I look forward to rewriting this story and submitting it to my publisher as a part of the Darkness series. In that I am so humbled and thankful. You don’t need a publisher though. Self-publish. Get it out there. Do it not for money. DO it because you want at least one person to read your book and smile.
To the authors I have used as inspiration for Alexander, though I can not hold a candle to their writing, I can say that their writing inspired me greatly and helped me shape the world that Alexander lives in. I would not be honest if I didn’t first say Stephen King. I’m a child of the 80s and he and Erma Brombeck are the first authors I read. And then V.C. Andrews (when she was alive and wrote her own books) which might give you the total picture to my personality. I think the thing that sticks with me most about his books is how he can make walking down the stairs the scariest thing ever. (Salem’s Lot) And I call upon the memory of reading that passages a couple of times in the “When Darkness Begins”, I hope you’ll pick up on it.
The other author that I attribute my fascination with vampires to is Chelsea Quinn Yarboro. My sister-in-law had introduced me to her writing when I was eighteen or nineteen. (Yes, I married very young – you’d have to know me, I was old when I was 10.) I met Yarboro’s St. Germain who was the most intriguing vampire I had ever met. Her books were historical fiction set in multiple periods of time and that was huge to me. St. Germaine had to carry with him coffins of dirt from his home land. That dirt kept him sustained, he drew energy from it. I took that idea completely. It has stayed with me. During the last puking of 10,000 words for this nanowrimo I realized that I had not tried to kill the VECHY and in that I had needed to take one more thing from Yarboro and that is the concept of the True-Death which is to have their head severed from their spine. That’s nothing new now a days with the zombie-a-thons that go on. So I will put that in during the re-write. Thank you dear Chelsea Quinn Yarboro. Sadly, I never kept up with her books. I have never really followed any author at all – just read everything and occasionally something would stick in my head and stay on the shelf. Now, thanks to the internetz, I can go back and start to read the rather large stack of books that she has! Goodness. I wonder what St. Germaine has gotten himself into. Now, St. Germaine is impotent and I think that appealed to me as a teen.

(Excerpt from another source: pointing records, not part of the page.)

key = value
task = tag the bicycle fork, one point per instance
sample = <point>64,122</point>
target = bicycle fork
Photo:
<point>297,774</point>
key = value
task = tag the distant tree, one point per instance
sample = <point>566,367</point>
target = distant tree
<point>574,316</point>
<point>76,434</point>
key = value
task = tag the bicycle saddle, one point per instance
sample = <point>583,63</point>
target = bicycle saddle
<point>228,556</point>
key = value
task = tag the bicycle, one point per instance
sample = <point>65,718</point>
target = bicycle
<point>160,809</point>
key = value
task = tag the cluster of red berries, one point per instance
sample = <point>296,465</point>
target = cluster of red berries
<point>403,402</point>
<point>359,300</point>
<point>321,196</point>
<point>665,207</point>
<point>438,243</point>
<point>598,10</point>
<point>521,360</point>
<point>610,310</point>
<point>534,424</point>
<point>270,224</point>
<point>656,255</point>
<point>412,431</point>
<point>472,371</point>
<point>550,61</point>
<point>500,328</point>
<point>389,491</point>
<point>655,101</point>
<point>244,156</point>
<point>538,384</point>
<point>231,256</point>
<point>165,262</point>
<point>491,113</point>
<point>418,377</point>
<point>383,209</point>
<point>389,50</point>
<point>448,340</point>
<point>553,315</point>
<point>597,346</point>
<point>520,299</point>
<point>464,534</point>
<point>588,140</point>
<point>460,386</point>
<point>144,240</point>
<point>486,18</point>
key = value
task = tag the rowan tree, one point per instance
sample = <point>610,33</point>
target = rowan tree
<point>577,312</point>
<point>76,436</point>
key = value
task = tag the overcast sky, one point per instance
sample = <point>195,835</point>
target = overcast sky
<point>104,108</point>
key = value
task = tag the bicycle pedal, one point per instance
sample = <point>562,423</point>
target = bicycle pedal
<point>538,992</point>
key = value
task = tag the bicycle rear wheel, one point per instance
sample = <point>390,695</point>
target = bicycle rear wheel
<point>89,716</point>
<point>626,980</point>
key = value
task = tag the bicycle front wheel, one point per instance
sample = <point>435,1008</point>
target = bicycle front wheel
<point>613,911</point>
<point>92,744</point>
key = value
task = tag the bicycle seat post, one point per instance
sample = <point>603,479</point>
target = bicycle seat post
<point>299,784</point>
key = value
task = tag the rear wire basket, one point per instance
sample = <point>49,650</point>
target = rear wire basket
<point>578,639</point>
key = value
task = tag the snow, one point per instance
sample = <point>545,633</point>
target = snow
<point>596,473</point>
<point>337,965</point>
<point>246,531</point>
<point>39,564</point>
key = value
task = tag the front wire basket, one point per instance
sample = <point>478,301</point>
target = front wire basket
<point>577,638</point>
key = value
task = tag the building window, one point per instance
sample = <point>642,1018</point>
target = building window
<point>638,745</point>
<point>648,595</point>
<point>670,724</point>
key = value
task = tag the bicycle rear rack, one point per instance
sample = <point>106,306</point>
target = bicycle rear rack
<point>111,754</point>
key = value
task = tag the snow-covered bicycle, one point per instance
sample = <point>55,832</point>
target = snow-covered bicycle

I kept Alexander and his kind as being potent and in fact they are populating the earth with VECHY. He is a lover but I don’t dwell into romance. I’m to embarrassed to write that way under an author name people recognize. But he loves, deeply, and that has been a constant theme throughout the books.

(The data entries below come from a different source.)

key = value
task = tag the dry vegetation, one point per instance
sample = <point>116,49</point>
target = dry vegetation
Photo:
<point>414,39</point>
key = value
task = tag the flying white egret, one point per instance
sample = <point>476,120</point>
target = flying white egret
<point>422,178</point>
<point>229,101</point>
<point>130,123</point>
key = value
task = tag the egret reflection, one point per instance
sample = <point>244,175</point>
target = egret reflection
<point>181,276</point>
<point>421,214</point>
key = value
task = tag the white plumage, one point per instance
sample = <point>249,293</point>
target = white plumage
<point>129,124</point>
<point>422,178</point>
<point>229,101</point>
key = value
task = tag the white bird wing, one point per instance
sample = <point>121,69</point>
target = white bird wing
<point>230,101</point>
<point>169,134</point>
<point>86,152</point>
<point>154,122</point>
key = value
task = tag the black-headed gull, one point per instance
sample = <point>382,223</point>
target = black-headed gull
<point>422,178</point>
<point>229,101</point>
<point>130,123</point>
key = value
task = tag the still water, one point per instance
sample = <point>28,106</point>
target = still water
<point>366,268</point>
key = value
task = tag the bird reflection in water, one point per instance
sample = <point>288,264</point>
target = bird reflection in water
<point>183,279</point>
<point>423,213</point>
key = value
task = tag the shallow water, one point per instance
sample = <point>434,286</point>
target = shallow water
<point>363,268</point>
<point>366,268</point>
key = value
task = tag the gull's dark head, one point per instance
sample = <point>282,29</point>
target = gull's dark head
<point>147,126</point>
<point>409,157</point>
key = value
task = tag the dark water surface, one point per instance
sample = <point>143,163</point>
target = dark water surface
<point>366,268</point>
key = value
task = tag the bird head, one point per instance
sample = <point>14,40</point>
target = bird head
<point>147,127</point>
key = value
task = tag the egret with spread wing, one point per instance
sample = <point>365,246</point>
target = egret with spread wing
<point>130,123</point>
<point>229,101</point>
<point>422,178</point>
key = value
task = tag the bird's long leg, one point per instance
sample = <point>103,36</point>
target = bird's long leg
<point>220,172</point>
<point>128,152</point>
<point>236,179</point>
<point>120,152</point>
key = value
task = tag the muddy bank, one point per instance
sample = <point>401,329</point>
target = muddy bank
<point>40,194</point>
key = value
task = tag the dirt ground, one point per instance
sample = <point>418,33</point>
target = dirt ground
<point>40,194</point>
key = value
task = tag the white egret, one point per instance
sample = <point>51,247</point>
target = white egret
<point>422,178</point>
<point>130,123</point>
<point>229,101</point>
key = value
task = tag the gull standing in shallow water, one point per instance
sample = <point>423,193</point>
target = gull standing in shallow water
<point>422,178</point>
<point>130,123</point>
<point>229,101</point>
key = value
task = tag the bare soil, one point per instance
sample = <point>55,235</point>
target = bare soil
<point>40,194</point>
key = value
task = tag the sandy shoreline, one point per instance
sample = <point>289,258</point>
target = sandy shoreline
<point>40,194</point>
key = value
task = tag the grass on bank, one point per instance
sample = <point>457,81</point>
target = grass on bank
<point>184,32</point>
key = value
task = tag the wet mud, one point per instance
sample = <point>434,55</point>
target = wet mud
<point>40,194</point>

Do I think there will be a third book in the series? Perhaps. But I think I would like to go write a thriller. I have some great characters who have been waiting in the wings for a while and it is time to trot them out onto stage. They are a broken bunch, barely a redeeming quality in them. The mayhem and destruction they try to wield. I do think they need to see the light of print. And I’ll try to keep the paranormal down – but I can’t promise that, now can I?
This is the author’s life and I can’t imagine going a day without acknowledging that it is my life.
end of rambling post. No one actually read that whole thing, did they?